Vingt ans après un film catastrophe resté célèbre, des sismologues confirment un phénomène bien réel au cœur de notre planète. Le noyau interne a ralenti, s’est arrêté, puis a changé de rythme. Trois études publiées entre 2023 et 2025 consolident ce constat.

Les ondes sismiques révèlent un arrêt temporaire du noyau interne autour de 2009
En janvier 2023, deux chercheurs de l’Université de Pékin publient dans Nature Geoscience une analyse approfondie. Ils examinent des séismes enregistrés depuis 1964. Leurs résultats mettent en évidence une rotation du noyau qui cesse d’évoluer autour de 2009.
Plus précisément, les ondes sismiques traversant le centre ne montrent plus de variations temporelles significatives. Ce signal traduit un arrêt relatif par rapport au manteau terrestre. Ensuite, après près d’une décennie de pause, le noyau reprend un mouvement plus lent que la surface.

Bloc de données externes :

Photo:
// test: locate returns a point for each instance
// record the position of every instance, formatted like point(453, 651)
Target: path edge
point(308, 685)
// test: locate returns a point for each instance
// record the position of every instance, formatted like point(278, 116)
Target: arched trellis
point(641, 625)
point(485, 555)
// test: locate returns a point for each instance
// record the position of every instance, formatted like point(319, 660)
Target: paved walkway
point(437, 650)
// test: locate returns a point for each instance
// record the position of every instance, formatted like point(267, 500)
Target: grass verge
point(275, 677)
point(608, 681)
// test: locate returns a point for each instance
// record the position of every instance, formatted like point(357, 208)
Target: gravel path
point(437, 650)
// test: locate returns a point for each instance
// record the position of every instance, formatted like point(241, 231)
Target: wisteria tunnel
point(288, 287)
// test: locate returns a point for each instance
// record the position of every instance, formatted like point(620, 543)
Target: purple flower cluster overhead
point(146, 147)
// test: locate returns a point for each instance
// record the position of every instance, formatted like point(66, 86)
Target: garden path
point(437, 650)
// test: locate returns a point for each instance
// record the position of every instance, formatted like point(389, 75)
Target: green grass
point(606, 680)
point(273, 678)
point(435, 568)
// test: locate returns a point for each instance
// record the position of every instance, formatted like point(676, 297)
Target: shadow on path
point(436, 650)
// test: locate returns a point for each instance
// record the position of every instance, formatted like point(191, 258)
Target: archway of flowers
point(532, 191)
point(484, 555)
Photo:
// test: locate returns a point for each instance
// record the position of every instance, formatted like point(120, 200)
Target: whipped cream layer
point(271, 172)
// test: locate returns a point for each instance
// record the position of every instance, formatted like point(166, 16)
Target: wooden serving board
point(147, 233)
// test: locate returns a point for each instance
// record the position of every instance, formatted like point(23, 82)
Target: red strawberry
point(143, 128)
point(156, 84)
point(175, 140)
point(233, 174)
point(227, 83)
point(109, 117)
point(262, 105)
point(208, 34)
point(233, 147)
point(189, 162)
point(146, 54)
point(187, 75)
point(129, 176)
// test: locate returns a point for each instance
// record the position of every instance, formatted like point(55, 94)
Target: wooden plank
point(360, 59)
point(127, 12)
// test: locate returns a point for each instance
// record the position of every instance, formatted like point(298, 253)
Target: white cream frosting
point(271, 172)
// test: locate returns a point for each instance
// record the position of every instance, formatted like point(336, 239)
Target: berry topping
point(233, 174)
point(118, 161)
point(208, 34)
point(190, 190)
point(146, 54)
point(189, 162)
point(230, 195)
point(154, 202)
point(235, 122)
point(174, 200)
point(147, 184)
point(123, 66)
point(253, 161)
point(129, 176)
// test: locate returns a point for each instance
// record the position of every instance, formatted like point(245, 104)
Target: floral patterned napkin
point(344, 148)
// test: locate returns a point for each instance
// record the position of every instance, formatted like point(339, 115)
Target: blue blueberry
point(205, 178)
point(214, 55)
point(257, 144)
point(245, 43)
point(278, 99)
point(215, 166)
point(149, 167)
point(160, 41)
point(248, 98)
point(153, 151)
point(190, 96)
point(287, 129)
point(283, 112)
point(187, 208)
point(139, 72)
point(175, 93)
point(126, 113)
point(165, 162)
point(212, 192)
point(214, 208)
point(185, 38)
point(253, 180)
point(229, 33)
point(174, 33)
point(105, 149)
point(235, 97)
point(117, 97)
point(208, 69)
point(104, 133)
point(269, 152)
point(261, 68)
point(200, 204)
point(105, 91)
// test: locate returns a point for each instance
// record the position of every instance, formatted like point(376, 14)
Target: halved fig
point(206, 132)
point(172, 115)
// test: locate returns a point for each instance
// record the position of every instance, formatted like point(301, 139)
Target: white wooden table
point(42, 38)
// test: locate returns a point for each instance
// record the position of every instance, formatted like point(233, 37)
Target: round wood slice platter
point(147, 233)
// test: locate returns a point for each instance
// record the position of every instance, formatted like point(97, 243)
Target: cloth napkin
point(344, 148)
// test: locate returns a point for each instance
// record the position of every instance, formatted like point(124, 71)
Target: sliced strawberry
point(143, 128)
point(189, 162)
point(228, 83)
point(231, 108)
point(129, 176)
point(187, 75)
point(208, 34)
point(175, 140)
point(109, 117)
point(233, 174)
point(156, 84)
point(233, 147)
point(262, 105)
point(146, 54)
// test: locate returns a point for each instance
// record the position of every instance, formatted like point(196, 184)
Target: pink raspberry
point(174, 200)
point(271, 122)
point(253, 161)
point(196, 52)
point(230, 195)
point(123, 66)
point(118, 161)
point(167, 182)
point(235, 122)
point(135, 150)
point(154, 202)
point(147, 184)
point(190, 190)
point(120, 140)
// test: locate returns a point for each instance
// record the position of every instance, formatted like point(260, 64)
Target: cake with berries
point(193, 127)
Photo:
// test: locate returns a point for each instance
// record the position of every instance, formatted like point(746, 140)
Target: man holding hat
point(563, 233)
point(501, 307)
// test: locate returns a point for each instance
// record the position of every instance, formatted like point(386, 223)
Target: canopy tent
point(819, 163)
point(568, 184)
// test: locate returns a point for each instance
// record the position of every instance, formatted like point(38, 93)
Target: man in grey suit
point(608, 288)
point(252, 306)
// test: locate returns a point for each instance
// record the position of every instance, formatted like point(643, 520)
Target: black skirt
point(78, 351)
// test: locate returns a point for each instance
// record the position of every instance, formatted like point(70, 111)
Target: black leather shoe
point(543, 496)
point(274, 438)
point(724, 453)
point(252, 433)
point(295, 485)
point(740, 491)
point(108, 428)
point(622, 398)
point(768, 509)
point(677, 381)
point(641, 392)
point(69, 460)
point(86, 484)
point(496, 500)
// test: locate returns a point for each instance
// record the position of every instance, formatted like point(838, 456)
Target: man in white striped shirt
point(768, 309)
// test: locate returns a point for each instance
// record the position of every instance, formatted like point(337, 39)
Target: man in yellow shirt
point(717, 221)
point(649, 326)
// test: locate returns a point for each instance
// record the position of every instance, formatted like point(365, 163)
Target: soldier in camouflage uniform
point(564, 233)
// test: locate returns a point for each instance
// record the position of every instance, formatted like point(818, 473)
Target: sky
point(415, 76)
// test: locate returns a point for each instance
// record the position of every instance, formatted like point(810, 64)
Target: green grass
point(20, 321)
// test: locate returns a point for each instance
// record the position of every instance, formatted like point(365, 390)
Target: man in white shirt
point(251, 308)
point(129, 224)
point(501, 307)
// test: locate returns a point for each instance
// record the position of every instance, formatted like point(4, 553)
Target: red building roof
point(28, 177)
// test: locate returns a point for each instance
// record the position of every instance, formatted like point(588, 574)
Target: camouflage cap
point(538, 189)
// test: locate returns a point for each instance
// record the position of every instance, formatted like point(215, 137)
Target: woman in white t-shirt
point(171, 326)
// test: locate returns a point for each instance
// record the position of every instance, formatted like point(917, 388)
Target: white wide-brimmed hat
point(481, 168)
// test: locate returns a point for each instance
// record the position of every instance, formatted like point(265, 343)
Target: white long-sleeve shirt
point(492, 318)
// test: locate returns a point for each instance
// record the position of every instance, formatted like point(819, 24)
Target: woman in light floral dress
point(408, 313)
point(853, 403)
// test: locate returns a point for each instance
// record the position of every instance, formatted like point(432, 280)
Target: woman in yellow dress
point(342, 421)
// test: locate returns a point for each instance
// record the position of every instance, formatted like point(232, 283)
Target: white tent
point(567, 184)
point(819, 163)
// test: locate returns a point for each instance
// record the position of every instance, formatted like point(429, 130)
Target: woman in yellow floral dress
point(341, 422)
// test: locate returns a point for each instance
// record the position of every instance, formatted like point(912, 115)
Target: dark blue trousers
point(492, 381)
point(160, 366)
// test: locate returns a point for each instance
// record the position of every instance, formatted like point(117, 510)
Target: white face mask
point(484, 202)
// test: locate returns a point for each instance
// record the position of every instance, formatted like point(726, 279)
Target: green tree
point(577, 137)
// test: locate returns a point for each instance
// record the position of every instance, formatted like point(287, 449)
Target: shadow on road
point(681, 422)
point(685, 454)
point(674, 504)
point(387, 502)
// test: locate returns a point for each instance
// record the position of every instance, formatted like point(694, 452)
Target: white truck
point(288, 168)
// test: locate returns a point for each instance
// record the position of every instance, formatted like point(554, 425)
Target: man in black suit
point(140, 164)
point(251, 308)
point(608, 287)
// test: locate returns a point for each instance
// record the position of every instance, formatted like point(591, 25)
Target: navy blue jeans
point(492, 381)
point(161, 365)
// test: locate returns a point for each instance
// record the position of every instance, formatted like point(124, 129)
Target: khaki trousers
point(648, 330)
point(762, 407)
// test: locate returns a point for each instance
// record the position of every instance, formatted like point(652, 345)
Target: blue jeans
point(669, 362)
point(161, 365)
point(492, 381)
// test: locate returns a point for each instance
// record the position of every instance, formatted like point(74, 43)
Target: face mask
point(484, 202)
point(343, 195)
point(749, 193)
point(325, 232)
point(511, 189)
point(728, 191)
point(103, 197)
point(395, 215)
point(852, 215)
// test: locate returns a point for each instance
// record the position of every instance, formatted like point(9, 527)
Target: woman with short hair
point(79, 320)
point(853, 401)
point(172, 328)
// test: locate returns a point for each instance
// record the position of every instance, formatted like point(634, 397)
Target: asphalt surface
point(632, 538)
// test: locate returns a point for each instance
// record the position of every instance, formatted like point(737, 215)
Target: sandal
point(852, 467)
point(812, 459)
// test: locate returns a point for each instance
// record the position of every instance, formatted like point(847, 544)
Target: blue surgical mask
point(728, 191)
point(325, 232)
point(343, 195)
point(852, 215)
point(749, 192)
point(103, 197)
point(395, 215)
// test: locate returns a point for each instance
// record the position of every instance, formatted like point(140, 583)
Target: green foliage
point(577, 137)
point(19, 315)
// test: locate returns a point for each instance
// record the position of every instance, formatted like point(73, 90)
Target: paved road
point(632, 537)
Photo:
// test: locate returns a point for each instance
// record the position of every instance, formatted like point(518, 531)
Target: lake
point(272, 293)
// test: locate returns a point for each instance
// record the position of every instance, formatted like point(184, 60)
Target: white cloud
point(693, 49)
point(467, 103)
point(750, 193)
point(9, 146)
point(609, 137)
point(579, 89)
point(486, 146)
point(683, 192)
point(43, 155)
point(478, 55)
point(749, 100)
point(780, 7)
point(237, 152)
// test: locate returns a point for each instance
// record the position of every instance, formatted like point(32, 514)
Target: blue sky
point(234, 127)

Une inversion relative confirmée par 121 séismes et des archives d’essais nucléaires
En juin 2024, un géophysicien de l’Université de Californie du Sud publie dans Nature une étude indépendante. Son équipe compile les données de 121 séismes répétitifs survenus entre 1991 et 2023 près des îles Sandwich du Sud, afin de tester l’hypothèse initiale.
Les chercheurs intègrent également des archives d’essais nucléaires soviétiques réalisés dans les années 1970. Cette base élargie renforce la solidité statistique des conclusions. Le verdict confirme un ralentissement depuis 2010, suivi d’un décalage relatif par rapport à la surface terrestre.
En février 2025, une nouvelle publication approfondit encore l’analyse. Les données montrent que la vitesse varie, mais aussi la structure. La surface du noyau interne se déforme légèrement, remodelée par la pression constante du noyau externe liquide environnant.
Un cœur de fer et de nickel profondément enfoui et protégé par un océan métallique en fusion
Le noyau interne constitue une sphère solide de fer et de nickel d’environ 2 400 kilomètres de diamètre. Il se situe à plus de 5 000 kilomètres sous la surface. Autour de lui s’étend un noyau externe liquide animé par des mouvements de convection permanents.
Ces circulations génèrent le champ magnétique terrestre qui protège la planète contre les rayonnements solaires. Toutefois, l’oscillation observée ne représente aucun danger immédiat. La durée du jour varie seulement de quelques millièmes de seconde, un effet imperceptible à l’échelle humaine.
Des cycles de 60 à 70 ans qui interrogent les liens entre rotation, magnétisme et climat
Les chercheurs identifient un cycle d’environ 70 ans dans ces inversions relatives successives. Un basculement comparable se serait produit au début des années 1970. Le prochain pourrait intervenir vers le milieu des années 2040, si la périodicité se confirme.
De plus, ces oscillations coïncident avec des variations de la durée du jour déjà mesurées par les observatoires. Elles correspondent aussi à certaines fluctuations du champ magnétique. Les scientifiques examinent désormais d’éventuelles connexions avec des fluctuations climatiques observées sur plusieurs décennies.
Toutefois, le mécanisme précis reste débattu au sein de la communauté scientifique. Les forces électromagnétiques du noyau externe s’opposent à l’attraction gravitationnelle du manteau. Ce bras de fer interne façonne une dynamique plus complexe que prévu au centre de la planète.